The Tarbell Cassette Interface is an expansion card for use with the Altair 8800 early personal computer, or other systems using the Altair's S-100 bus. It was designed by Don Tarbell and sold by Tarbell Electronics starting in 1976. At the time, it was considered to be fast, reliable, and popular, and became a de facto standard for compact cassette data storage.

The Tarbell format is essentially Manchester encoding where a "1" bit in the original data is output as "01", and a "0" bit is output as "10". This is accomplished by reading a byte into a shift register which is periodically triggered by a 555 timer. Although the system can be run at any audible frequency, it is normally set to 3,000 Hz. As each data bit requires two output bits, the effective data rate is 1,500 bits per second, or 187 bytes per second. On reading, the system uses clock recovery to calculate the original data rate to account for tape stretch and other effects. This means the data can be recorded at any hardware-supported rate, and the manual suggests up to 560 bytes per second.
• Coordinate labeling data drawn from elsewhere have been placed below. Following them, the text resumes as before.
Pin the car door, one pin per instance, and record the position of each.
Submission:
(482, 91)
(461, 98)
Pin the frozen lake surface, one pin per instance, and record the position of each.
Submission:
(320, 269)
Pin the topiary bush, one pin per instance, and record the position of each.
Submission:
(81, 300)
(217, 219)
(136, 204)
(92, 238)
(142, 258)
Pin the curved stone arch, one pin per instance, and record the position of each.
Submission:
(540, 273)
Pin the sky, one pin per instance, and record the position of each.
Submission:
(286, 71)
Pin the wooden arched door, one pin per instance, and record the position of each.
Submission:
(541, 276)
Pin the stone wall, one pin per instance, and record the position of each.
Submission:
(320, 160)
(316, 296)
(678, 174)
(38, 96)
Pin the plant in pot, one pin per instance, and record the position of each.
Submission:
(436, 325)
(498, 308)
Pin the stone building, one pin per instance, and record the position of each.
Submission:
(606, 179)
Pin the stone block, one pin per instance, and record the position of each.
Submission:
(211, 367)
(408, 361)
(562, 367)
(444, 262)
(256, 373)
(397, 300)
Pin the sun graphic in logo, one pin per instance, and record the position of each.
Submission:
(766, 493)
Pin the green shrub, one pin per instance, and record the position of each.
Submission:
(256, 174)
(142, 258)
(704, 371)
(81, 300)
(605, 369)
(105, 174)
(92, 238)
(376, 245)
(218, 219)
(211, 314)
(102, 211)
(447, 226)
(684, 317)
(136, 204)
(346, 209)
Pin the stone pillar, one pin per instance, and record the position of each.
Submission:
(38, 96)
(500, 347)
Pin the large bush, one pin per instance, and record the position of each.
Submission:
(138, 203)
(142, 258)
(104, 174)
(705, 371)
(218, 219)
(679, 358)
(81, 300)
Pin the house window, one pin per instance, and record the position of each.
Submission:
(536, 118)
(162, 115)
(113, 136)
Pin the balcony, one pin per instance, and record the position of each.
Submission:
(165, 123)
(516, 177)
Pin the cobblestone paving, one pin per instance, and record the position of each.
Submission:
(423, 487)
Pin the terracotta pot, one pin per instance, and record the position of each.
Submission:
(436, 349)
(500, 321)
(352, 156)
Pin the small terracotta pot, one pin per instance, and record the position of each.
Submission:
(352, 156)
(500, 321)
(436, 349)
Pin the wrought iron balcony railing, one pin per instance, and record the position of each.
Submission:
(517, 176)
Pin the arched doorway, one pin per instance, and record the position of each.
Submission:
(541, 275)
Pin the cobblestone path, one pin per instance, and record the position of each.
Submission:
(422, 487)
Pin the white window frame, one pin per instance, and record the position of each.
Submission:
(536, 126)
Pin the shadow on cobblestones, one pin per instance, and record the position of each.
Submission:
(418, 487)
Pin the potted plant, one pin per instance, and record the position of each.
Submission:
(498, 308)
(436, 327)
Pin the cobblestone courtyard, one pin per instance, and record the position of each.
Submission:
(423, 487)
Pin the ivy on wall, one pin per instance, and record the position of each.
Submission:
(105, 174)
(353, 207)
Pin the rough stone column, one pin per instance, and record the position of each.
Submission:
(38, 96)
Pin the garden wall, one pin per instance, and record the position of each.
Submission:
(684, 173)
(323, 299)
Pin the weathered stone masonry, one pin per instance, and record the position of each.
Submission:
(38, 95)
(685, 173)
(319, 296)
At the time of its release in 1976, the 300 bits per second Kansas City standard was also in use. Tarbell later modified the system to support these tapes. This increases the main oscillator from its normal 3,000 Hz to 4,800 Hz, and then writes either 00000000 (on tape, "1010" ×4) to produce a single "1", or 01010101 ("0110" ×4) to produce a "0". Because the system divides the basic rate by two, and each bit requires eight outputs, this produces the standard 300 bits per second output of the Kansas City standard.

Tarbell also sold other products, including TARBELL CASSETTE BASIC in 1978 and a Shugart Associates-compatible dual disk drive subsystem. The latter includes a Tarbell floppy disk interface, said to plug into any S-100 bus computer, introduced in 1979.